6. The adaptive quantization decentralized learning method for heterogeneous edge devices according to claim 1 or 5, characterized in that, The communication quantization scheme in step S3 includes a monolithic communication quantization scheme: Will The transmission vector is treated as a single parameter block and is distributed across each edge device. Total communication bit budget Configure a unified communication quantization scale under constraints If edge devices To be transmitted to its adjacent edge devices The weighted model information can be represented as a vector. The unified communication quantization scale is then: ; ; in, Indicates the first Wheel edge device To be sent to neighboring devices The weighted model information in the first Values on the dimension, Let j represent the set of neighbors that communicate with edge device j in round t. Indicates edge device In the The available communication bit budget for the round, Represents the complete set of coordinates. This represents the set of coordinate indices with a value of 0 in the weighted model information.

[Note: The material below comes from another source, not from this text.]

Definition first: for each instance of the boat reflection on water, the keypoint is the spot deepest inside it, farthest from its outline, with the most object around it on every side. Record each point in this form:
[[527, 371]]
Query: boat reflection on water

7. The adaptive quantization decentralized learning method for heterogeneous edge devices according to claim 2 or 6, characterized in that, The communication quantization scheme in step S3 also includes a multi-block communication quantization scheme: The set of coordinates of the vector to be transmitted is divided into Non-overlapping parameter sub-blocks And configure the communication quantization scale for each parameter sub-block. If edge devices To be transmitted to its adjacent edge devices The weighted model information can be represented as a vector. The communication quantization scale is then: ; in, , Indicates the first Wheel edge device To be sent to neighboring devices The weighted model information in the first The value can be taken on the dimension; and ; in, , .
8. An adaptive quantization decentralized learning system for heterogeneous edge devices, characterized in that, The method for implementing any one of claims 1-7 includes a heterogeneous edge device, an initialization module, a training quantization module, a low-precision training module, a communication quantization module, a model exchange module, an aggregation update module, and an output module; wherein: The heterogeneous edge device is used to perform low-precision local training, quantization model information exchange, and aggregation update based on local data, local model parameters, and current communication relationships. The initialization module is used to set training control parameters, initialize the communication relationships between heterogeneous edge devices, and initialize the local model parameters of each heterogeneous edge device. The training quantization module is used to adaptively determine the training quantization scale based on the currently available computing resources of the device; The low-precision training module is used to perform low-precision training on the local model according to the training quantization scale. The communication quantization module is used to adaptively determine the communication quantization scale based on the currently available communication resources of the device, and to quantize and encode the information of the exchange model. The model exchange module is used to complete the sending and receiving of quantized model information between adjacent edge devices; The aggregation update module is used to perform weighted aggregation of the received quantized model information and local model information according to the aggregation weight, and update the local model parameters. The output module is used to output the model parameters corresponding to each heterogeneous edge device after the termination condition is met.